A price channel is nothing more complicated than a series of parallel trend lines that encapsulate price action over a discernible period. channels will form in all time frames, with long-term channels on a daily chart highlighting multiday or multi-week trading ranges, and short-term channels on an hourly chart revealing steady buying or selling during a trading session. Price channels can also form in any direction, from horizontal to steeply sloping up or down and anything in between. The graph below shows several short-term channels and how they can contain prices for extended periods of time.
Drawing parallel channels can help identify potential support and resistance levels
Hourly GBP/USD
The way to identify price channels is through visual inspection, using your eyes and imagination, as well as a fair amount of trial and error. Drawing channels is made much easier by the Copy a Line and Parallel Line functions, which are standard in most charting systems. To begin looking for and drawing potential channels, you need only one trend line to start with: the primary trend line.
If the primary trend line is below the price bars or candles (support), look up at the tops of the price action to see if there is any parallel symmetry to the primary support trend line. If you’re not sure, simply copy the support trend line and drag it to the tops of the price bars to see if it captures the highest highs. If the copied trend line fits neatly onto the tops of the price action, you’ve found yourself a price channel. If the parallel trend line is broken frequently by the price action, there’s no channel to be found.

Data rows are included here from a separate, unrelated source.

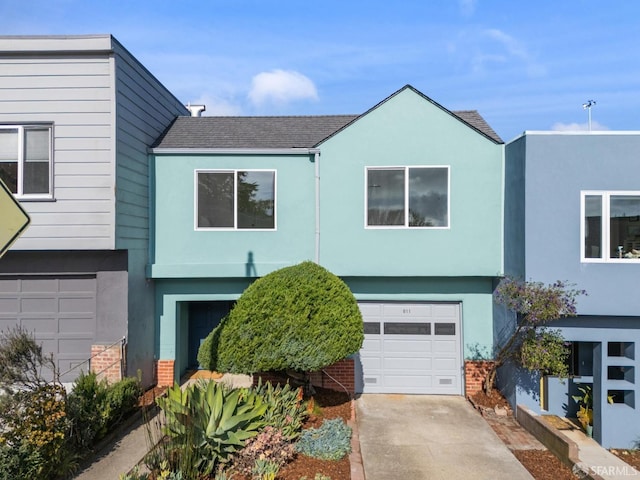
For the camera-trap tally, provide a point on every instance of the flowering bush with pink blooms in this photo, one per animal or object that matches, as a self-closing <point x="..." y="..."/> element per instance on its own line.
<point x="532" y="344"/>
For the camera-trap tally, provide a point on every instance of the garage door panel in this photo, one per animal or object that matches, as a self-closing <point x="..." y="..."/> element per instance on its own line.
<point x="43" y="326"/>
<point x="415" y="381"/>
<point x="39" y="305"/>
<point x="60" y="311"/>
<point x="76" y="325"/>
<point x="407" y="346"/>
<point x="406" y="364"/>
<point x="447" y="346"/>
<point x="370" y="310"/>
<point x="371" y="364"/>
<point x="417" y="349"/>
<point x="446" y="310"/>
<point x="71" y="305"/>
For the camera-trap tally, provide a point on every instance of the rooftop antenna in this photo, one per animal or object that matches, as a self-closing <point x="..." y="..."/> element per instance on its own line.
<point x="587" y="106"/>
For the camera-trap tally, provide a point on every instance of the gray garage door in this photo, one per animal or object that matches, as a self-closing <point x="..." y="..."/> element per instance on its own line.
<point x="61" y="311"/>
<point x="410" y="348"/>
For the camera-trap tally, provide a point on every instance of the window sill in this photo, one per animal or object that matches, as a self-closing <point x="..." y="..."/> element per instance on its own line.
<point x="35" y="199"/>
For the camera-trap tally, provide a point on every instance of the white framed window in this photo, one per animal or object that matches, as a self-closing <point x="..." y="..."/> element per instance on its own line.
<point x="407" y="197"/>
<point x="26" y="160"/>
<point x="235" y="199"/>
<point x="610" y="226"/>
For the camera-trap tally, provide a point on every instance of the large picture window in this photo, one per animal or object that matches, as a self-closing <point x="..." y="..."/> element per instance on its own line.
<point x="610" y="226"/>
<point x="25" y="159"/>
<point x="407" y="197"/>
<point x="235" y="199"/>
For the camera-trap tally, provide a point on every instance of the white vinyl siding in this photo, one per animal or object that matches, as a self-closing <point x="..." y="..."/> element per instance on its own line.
<point x="74" y="94"/>
<point x="106" y="110"/>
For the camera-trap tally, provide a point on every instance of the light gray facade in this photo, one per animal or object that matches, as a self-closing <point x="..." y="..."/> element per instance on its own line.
<point x="102" y="110"/>
<point x="572" y="213"/>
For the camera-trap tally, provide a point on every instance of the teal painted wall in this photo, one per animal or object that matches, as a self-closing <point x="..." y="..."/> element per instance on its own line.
<point x="408" y="129"/>
<point x="182" y="252"/>
<point x="474" y="294"/>
<point x="456" y="264"/>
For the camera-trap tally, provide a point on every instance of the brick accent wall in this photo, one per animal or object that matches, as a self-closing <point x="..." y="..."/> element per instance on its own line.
<point x="474" y="374"/>
<point x="339" y="376"/>
<point x="106" y="362"/>
<point x="165" y="372"/>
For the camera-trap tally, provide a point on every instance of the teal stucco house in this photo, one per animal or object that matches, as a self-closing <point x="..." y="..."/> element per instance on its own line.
<point x="403" y="202"/>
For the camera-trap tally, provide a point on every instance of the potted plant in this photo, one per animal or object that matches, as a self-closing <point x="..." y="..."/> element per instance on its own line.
<point x="585" y="404"/>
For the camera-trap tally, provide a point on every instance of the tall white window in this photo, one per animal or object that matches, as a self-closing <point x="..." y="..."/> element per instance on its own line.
<point x="610" y="226"/>
<point x="407" y="197"/>
<point x="235" y="199"/>
<point x="25" y="159"/>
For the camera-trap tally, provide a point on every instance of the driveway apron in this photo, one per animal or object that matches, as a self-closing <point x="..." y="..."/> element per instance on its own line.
<point x="430" y="437"/>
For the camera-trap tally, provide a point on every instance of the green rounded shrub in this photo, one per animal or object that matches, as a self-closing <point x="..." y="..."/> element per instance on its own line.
<point x="302" y="318"/>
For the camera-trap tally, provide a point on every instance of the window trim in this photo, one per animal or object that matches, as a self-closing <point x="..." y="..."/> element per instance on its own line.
<point x="606" y="224"/>
<point x="20" y="173"/>
<point x="235" y="203"/>
<point x="406" y="225"/>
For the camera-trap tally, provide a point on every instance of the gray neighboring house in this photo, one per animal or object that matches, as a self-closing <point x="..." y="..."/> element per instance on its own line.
<point x="77" y="115"/>
<point x="572" y="213"/>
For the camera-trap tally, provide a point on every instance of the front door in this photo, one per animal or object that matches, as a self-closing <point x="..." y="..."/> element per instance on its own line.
<point x="203" y="318"/>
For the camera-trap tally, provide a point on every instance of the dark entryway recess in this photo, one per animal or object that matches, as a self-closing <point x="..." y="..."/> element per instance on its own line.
<point x="204" y="317"/>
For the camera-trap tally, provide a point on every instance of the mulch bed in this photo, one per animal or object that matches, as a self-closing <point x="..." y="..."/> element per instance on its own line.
<point x="331" y="405"/>
<point x="544" y="465"/>
<point x="632" y="457"/>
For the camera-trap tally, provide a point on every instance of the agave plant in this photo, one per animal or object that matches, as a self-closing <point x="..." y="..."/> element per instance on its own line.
<point x="286" y="410"/>
<point x="207" y="422"/>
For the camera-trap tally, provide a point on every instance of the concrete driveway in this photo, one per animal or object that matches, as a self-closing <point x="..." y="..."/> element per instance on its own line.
<point x="430" y="437"/>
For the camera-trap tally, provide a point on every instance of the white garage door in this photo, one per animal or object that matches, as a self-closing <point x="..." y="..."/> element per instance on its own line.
<point x="410" y="348"/>
<point x="60" y="311"/>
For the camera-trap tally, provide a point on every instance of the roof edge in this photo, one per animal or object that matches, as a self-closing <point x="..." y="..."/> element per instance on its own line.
<point x="428" y="99"/>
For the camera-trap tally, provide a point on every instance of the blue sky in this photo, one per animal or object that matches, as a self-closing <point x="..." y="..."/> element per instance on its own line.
<point x="522" y="65"/>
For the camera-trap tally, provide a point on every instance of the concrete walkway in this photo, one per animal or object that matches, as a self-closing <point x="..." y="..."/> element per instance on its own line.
<point x="123" y="453"/>
<point x="430" y="437"/>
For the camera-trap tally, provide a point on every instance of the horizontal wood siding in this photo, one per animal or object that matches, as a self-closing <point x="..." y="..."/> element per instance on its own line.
<point x="74" y="93"/>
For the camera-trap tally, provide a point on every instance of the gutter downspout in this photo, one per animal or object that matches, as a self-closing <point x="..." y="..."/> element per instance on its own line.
<point x="316" y="160"/>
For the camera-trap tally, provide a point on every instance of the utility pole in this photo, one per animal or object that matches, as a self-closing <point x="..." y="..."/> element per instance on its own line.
<point x="587" y="106"/>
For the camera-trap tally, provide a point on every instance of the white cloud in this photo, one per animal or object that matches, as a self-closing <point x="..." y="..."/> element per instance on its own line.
<point x="467" y="7"/>
<point x="281" y="87"/>
<point x="513" y="49"/>
<point x="577" y="127"/>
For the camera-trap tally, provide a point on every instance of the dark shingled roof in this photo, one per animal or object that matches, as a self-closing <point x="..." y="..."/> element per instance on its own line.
<point x="473" y="118"/>
<point x="280" y="132"/>
<point x="251" y="132"/>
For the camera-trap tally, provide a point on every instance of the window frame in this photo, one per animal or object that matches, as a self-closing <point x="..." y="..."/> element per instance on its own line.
<point x="406" y="225"/>
<point x="21" y="127"/>
<point x="235" y="227"/>
<point x="605" y="239"/>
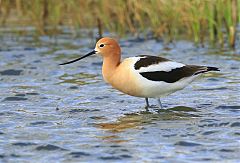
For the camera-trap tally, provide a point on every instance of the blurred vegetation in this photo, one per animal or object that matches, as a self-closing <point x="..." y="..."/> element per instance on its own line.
<point x="202" y="20"/>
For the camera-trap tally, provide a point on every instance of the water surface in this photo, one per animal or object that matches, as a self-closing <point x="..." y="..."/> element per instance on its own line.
<point x="52" y="113"/>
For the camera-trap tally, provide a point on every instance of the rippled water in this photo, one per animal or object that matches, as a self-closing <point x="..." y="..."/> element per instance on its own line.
<point x="52" y="113"/>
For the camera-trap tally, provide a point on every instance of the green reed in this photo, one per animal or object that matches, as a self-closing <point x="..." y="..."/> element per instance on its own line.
<point x="199" y="20"/>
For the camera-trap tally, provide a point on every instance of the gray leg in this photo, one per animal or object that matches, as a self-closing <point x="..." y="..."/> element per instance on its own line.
<point x="160" y="104"/>
<point x="147" y="104"/>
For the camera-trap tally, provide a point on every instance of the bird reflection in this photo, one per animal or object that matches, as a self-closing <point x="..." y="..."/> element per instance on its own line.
<point x="141" y="119"/>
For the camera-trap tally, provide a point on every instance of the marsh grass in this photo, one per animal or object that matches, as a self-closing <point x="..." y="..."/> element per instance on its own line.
<point x="199" y="20"/>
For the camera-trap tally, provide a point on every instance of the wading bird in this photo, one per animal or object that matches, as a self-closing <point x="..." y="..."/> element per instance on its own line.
<point x="143" y="76"/>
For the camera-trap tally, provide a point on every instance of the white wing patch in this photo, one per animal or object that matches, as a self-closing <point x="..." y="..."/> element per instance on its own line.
<point x="162" y="66"/>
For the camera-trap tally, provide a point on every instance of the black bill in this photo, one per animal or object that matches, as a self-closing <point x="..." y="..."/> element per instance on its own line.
<point x="75" y="60"/>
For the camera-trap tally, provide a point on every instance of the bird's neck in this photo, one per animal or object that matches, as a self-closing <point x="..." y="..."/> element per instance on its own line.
<point x="110" y="64"/>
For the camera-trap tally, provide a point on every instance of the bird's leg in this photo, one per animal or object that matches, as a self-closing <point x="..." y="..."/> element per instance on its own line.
<point x="160" y="104"/>
<point x="147" y="104"/>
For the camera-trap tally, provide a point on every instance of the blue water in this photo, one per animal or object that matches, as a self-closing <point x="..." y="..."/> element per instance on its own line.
<point x="52" y="113"/>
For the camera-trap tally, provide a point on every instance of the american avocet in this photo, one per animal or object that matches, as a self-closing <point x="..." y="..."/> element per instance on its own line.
<point x="143" y="76"/>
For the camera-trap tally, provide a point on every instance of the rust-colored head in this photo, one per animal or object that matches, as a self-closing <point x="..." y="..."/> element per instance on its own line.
<point x="107" y="47"/>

That said, the parallel side (the upper channel line based on upward-sloping primary trend lines, and the lower channel line for downward-sloping primary trend lines) never behaves quite as neatly as the primary side. For example, during an uptrend most people are looking to buy; that’s why the price action often goes exactly to the primary support line and then bounces higher. However, on rallies during an uptrend, there usually aren’t as many traders looking at the parallel side, and price action frequently exceeds the upper channel line. The same happens with downward-sloping channels, too.
When you’re looking for channels, especially if pries have just changed direction and a new move is just beginning, keep in mind that you may have only one or two price points opposite the primary trend line to connect the parallel channel line. When that happens, go ahead and draw the parallel channel line – it’ll extend into empty space for the time being – but consider it only a tentative channel top or bottom until more price action confirms its validity.
The whole point of looking for and drawing channel lines, of course, is to highlight additional sources of support or resistance. Directional price moves rarely go from Point A to Point B in a straight line. More typically, for example, prices will move higher for a period of time before short-term buying interest fades or encounters heavier selling interest, sending prices back down to the trend-line support. When this pattern repeats itself several times, a channel is formed.
You can use channels as part of your trading strategy to guide both position entry and exit. Short-term traders in particular like to use channels to trade around a core position, for example, selling short on trend-line resistance and buying a portion of the position back if prices drop to channel support. If the channel continues to hold, they’ll resell on gains back toward trend-line resistance, reestablishing their core short position. When channels break, it’s also a sigh that prices are either accelerating in the direction of the trend, as shown by the channel, or that the trend is reversing and prices break out of the channel in the opposite direction.